To ensure secure operations, key cybersecurity tasks include the following:     

  • Securing the controller as the centralized decision point for access to the Software Defined Network (SDN)     
  • Protecting the controller against malware or attack     
  • Establish trust by protecting the communications throughout the network by ensuring the SDN controller, related applications, and managed devices are all trusted entities     
  • Creation of a robust policy framework that establishes a system of checks and balances across all SDN controllers     
  • Conducting forensics and remediation when an incident happens in order to determine the cause and prevent reoccurrence  

Network Function Virtualization (NFV) establishes a virtualized networking environment dedicated to providing different network services. If NFV is used, the SDN can also act as a hypervisor for NFV virtual machines.

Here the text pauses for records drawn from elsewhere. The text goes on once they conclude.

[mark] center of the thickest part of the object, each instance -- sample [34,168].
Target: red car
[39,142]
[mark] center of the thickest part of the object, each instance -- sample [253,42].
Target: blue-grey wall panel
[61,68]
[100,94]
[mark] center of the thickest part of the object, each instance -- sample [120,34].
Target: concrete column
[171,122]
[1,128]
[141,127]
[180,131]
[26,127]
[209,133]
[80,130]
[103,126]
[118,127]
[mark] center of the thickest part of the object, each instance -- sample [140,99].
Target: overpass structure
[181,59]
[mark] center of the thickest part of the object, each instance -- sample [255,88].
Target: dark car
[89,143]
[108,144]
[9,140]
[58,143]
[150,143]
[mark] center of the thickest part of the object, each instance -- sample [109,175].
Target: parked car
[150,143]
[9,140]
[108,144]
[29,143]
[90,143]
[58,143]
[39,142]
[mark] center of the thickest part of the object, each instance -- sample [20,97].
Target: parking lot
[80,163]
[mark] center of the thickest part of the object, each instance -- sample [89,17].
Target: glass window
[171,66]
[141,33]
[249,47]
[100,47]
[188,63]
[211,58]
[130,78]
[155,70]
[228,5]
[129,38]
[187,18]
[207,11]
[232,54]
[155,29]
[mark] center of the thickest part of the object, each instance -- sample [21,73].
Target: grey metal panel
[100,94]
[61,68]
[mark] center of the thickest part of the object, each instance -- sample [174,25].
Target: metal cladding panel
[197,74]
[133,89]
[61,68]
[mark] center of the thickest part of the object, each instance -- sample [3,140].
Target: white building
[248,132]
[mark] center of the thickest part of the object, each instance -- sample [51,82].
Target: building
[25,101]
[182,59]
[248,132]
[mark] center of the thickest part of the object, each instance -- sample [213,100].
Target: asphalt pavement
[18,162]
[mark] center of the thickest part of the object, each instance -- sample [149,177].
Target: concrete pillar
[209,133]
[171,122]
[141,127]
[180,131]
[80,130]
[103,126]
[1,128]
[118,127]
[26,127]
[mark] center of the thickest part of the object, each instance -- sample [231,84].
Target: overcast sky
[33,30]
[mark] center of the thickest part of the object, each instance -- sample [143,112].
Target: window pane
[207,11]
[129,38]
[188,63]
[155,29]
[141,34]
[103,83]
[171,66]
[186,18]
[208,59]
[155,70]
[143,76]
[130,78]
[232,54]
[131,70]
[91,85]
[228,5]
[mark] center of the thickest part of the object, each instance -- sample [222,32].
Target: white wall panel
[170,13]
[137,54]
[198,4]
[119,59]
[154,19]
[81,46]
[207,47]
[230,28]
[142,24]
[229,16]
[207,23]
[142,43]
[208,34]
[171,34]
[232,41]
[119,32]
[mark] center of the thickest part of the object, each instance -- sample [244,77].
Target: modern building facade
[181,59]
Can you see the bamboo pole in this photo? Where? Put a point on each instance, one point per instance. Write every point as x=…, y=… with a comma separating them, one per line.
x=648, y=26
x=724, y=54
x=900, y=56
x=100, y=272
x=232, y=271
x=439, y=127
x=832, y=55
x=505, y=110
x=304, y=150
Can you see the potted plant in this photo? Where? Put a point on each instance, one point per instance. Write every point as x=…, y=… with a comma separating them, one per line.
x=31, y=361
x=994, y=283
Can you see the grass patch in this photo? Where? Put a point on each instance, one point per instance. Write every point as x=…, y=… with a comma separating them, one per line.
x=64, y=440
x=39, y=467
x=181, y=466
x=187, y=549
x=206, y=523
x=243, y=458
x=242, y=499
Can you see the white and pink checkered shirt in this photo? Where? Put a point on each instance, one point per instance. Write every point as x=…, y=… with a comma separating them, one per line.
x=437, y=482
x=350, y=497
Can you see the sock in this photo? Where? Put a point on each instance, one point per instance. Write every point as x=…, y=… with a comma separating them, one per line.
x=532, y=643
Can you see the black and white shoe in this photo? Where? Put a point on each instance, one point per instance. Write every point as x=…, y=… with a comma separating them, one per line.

Approaches for implementing cybersecurity protections include the following:     

  • Embed security within the virtualized network devices     
  • Embed security into the SDN servers, storage, and other computing devices 

The Zero Trust security model is centered on the belief that organizations should not trust anything inside or outside their perimeters. This model requires verification of anything and everything trying to connect to its systems before access is granted. The Zero Trust approach uses existing technologies and governance processes in securing the enterprise IT environment.

When designing and deploying transformational solutions across enterprise, cloud, 5G networks, MEC environment, and the Zero Trust paradigm must be extended to include all associated SDNs.